I carri neo-assiri e siro-ittiti sono ancora meglio predisposti a questa tattica: hanno infatti un grande scudo fissato nella parte posteriore in modo da proteggere l'equipaggio nella fase di allontanamento dopo il tiro.

Non è una manovra facile da effettuare perché l'asse del carro non ruota, ma è fissata al pianale e deve richiedere un grande addestramento da parte del cocchiere per essere effettuata con un raggio di curvatura sufficientemente ristretto.

Il tiratore si appoggia con il braccio sinistro e con lo scudo alla spalla sinistra del guidatore e tira quando il carro curvando è parallelo al fronte nemico, sfruttando anche la velocità del carro per imprimere maggiore forza al proprio lancio.
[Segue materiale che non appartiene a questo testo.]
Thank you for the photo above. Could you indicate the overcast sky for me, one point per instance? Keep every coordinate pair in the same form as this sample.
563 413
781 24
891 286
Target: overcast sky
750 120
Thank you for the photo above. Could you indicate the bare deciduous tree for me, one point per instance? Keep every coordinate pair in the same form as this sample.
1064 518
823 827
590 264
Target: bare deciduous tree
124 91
La concatenazione dei carri concentra il tiro verso un punto preciso della formazione nemica: il movimento ricorda il "caracollo" dei Reiter o i falsi attacchi degli animali predatori che inducono le proprie prede quando sono in un branco compatto ed inavvicinabile a disunirsi, in modo da poter colpire gli individui più deboli ed isolati.
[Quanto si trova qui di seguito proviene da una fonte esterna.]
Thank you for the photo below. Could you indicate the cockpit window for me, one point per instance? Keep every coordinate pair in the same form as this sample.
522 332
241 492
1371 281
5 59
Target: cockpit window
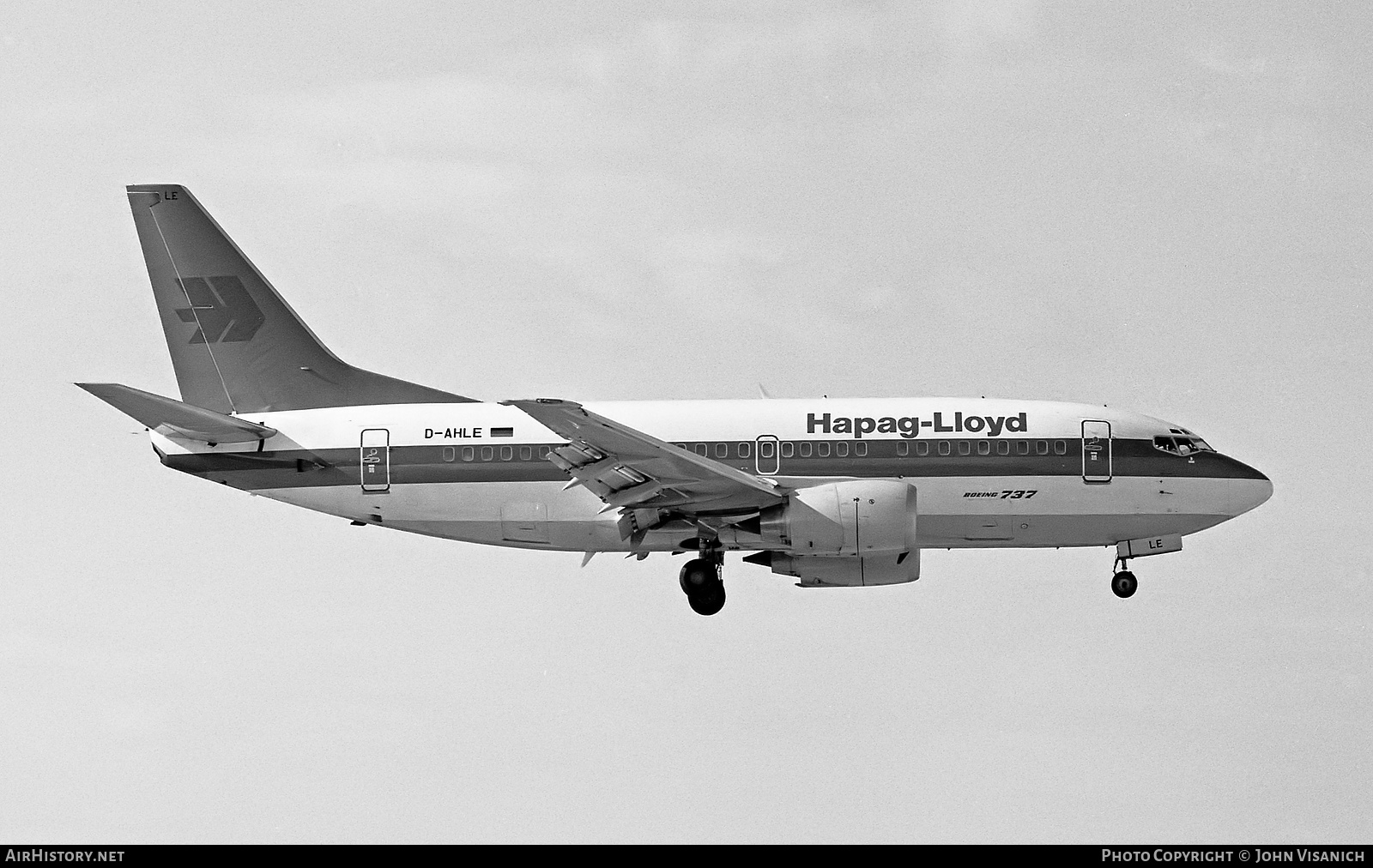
1181 445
In modo non dissimile i carri esercitano una pressione deliberata in un punto dello schieramento nemico.

I passaggi si susseguono a grande velocità e con l'andare del tempo la formazione avversaria non solo inizia ad assottigliarsi per le perdite, ma soprattutto comincia a disordinarsi per sottrarsi al tiro nemico e per uscire dalla traiettoria della carica: i possibili bersagli si ammassano ai lati della linea di tiro spingendo i propri compagni ed accalcandosi gli uni sugli altri.

Quando lo sbandamento nemico si fa evidente, i carri ne approfittano aumentando la propria pressione ed avvicinandosi all'avversario: nel disordine la pressione dei carri si fa insostenbile e i varchi iniziano ad essere sempre più ampi.



Alla prima occasione il capo del contingente di carri interrompe bruscamente il caracolo e indirizza il proprio carro con decisione verso un varco apertosi nella formazione nemica: gli altri carri lo seguono riducendo le distanze e ponendosi leggermente sfalzati, per affondare tra i nemici come un cuneo.

La carica dei carri è travolgente e i nemici ormai sono una massa informe che cerca scampo nella fuga.

E' un segnale anche per la propria fanteria che approfitta della disorganizzazione nemica per dare il colpo di grazia: il coordinamento con quest'ultima è impotantissimo, perché una regola d'oro del combattimento dei carri che vale oggi come ieri è "non distanziare troppo i carri dalla loro fanteria di supporto".